En un tiempo en que los debates públicos tienden a reducir a las personas a categorías útiles —o prescindibles—, la Doctrina Social de la Iglesia propone una convicción firme: la dignidad de cada ser humano es intrínseca, universal e inalienable, y por eso debe respetarse en todas las circunstancias, sin excepciones.
La persona es “alguien”, no “algo”
La base más honda de esta visión no es solo moral o jurídica: es también antropológica y teológica. Laudato si’ recuerda que el relato bíblico afirma que cada mujer y cada hombre han sido creados por amor y hechos a imagen y semejanza de Dios; de ahí nace la inmensa dignidad de cada persona. La expresión es decisiva: cada persona “no es solo algo, sino alguien”. Es capaz de conocerse, poseerse y darse libremente, entrando en comunión con otras personas. Si la persona es “alguien”, entonces nunca puede tratarse como un medio, un número o una carga. La dignidad no es una etiqueta que se otorga cuando conviene, sino un valor que precede a cualquier criterio humano.
Un derecho que no depende de la productividad
De esa dignidad brota una consecuencia social concreta: toda persona tiene derecho a vivir con dignidad y a desarrollarse integralmente. Y la Iglesia lo dice sin matices: este derecho no puede ser negado por ningún país.
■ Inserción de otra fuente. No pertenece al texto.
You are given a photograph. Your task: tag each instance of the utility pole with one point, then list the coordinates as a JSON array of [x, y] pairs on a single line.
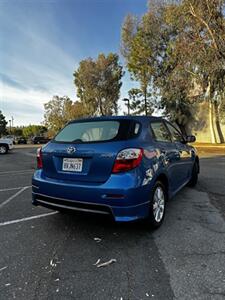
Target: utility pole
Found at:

Fratelli Tutti subraya además que el derecho permanece incluso cuando la persona no es “productiva” o cuando nace con limitaciones o las desarrolla a lo largo del tiempo. En otras palabras, la dignidad no se “ganaría” por desempeño, ni se mediría por rendimiento económico, ni se evaluaría por la comodidad del entorno. Se posee por el solo hecho de ser humano.
Dignidad en todas las circunstancias: verdad moral y exigencia pública
La dignidad del otro debe respetarse en todas las circunstancias, porque no es una invención: corresponde a un valor intrínseco superior al de los objetos materiales y superior incluso a la variabilidad histórica. Por eso, Fratelli Tutti afirma que esa dignidad: es inalienable, es la misma “en todas las edades de la historia”, y nadie puede considerarse “autorizado” por situaciones particulares a negar esa convicción o actuar en contra de ella.
Derechos que protegen: “otro yo” y bien común
Una sociedad digna no se limita a “tolerar” a las personas; debe protegerlas y crear las condiciones para que su dignidad florezca. En el documento Dignitas Infinita se resume con claridad: cada individuo y también cada comunidad humana es responsable de la realización concreta y efectiva de la dignidad. Pero la responsabilidad política es también insustituible. El texto precisa que incumbe a los Estados no solo proteger la dignidad, sino garantizar las condiciones necesarias para que pueda crecer y sostenerse en la promoción integral de la persona. Esto conecta con la idea de “bien común” en un sentido operativo: instituciones, políticas públicas y marcos legales deben orientarse a que la vida humana no quede librada al azar, a la exclusión o al abandono.
Coherencia ética: cuando se atenta contra la vida
La dignidad no es un concepto abstracto. Tiene consecuencias dramáticas cuando se atenta contra la vida humana. El Catecismo lo expresa de modo directo: “El asesinato de un ser humano es gravemente contrario a la dignidad de la persona y la santidad del Creador.” No se trata solo de una afirmación “religiosa”. Es, ante todo, una valoración moral que reconoce que destruir deliberadamente a una persona ataca el núcleo de lo que ella es. Y donde ese núcleo se relativiza, se abren grietas para otras formas de instrumentalización y de violencia.
Fe y vida pública: fidelidad a las mismas convicciones
La Iglesia es consciente de un problema real: cuando se discuten temas difíciles puede costar mostrar que se hace por coherencia, no por estrategia. Evangelii Gaudium explica que, pese al contexto de secularismo, la Iglesia es considerada una institución confiable por su solidaridad y preocupación por los más necesitados. Cuando la Iglesia plantea cuestiones menos aceptadas por la opinión pública, lo hace por fidelidad a “las mismas convicciones” sobre la dignidad humana y el bien común. Así, defender la dignidad no es una postura marginal: es una coherencia. Y esa coherencia se verifica en decisiones concretas: cómo se trata al débil, cómo se protege al frágil, cómo se garantiza el acceso a lo necesario, y qué límites morales se sostienen cuando el poder presiona o la sociedad se acostumbra al descarte.